Whether we see this collection of poems as an example of personal devotional musing or read it as the "seed of Rilke's subsequent development," it is well worth our attention. This is a lively and insightful work of criticism, scholarship, and creative translation. MODERN LANGUAGE REVIEW
One of the pillars of 20th-century poetry, Rilke (1875-1926) was born in Prague, spent his life in Paris, Russia, and Germany, and died and was buried in Switzerland. He merits repeated studies, interpretations, and translations, and this one of his three-volume Stundenbuch (1899, 1901, 1903) is among the finest.... In his thorough introduction, Hutchinson ... casts these poems in a new light, adding depth to them as presented in previous editions. CHOICE
[The translator] anticipates the critical reader.and responds creatively to the huge challenge.There are fascinating reflections of the poet-translator on technical matters.as well as rhyme and rhythm.... Ben Hutchinson's introduction and detailed notes provide an academic insight and context. BROWN BOOK
The whole collection is newly translated here in fine, faithful versions by Susan Ranson, who captures the sonorities of the verse with apparent ease and handles the difficulties of Rilke's over-fondness for rhyme very judiciously. TIMES LITERARY SUPPLEMENT
Ranson ... recognizes the ambiguity which pervades the original, and has tried to find a balance between faithfully reproducing ambituigies and "recognizing some duty of clarity to the reader." TRANSLATION AND LITERATURE
Rainer Maria Rilke is arguably the most important modern German-language poet. His "New Poems", "Duino Elegies", and "Sonnets to Orpheus" are pillars of 20th-century poetry. Yet his earlier verse is less known. "The Book of Hours", written in three bursts between 1899 and 1903, is Rilke's most formative work, covering a crucial period in his rapid ascent from fin-de-siecle epigone to distinctive modern voice. The poems document Rilke's tour of Russia with Lou Andreas-Salome, his hasty marriage and fathering of a child in Worpswede, and his turn toward the urban modernity of Paris.He assumes the persona of an artist-monk undertaking the Romantics' journey into the self, speaking to God as part transcendent deity, part needy neighbor. The poems can be read simply for their luminous lyricism, captured in Susan Ranson's superb new translation, which reproduces the music of the original German with impressive fluidity.
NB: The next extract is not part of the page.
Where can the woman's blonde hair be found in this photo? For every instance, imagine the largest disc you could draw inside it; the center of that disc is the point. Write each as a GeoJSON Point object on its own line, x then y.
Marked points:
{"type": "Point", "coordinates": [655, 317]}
An in-depth introduction explains the context of the work and elucidates its major themes, while the poem-by-poem commentary is helpful to the student and the general reader.
A translator's note treating the technical problems of rhythm, meter, and rhyme that the translator of Rilke faces completes the volume. Susan Ranson has published her own poems as well as translations of Rilke and of the Minnesanger. Ben Hutchinson is Lecturer in German at the University of Kent in Canterbury.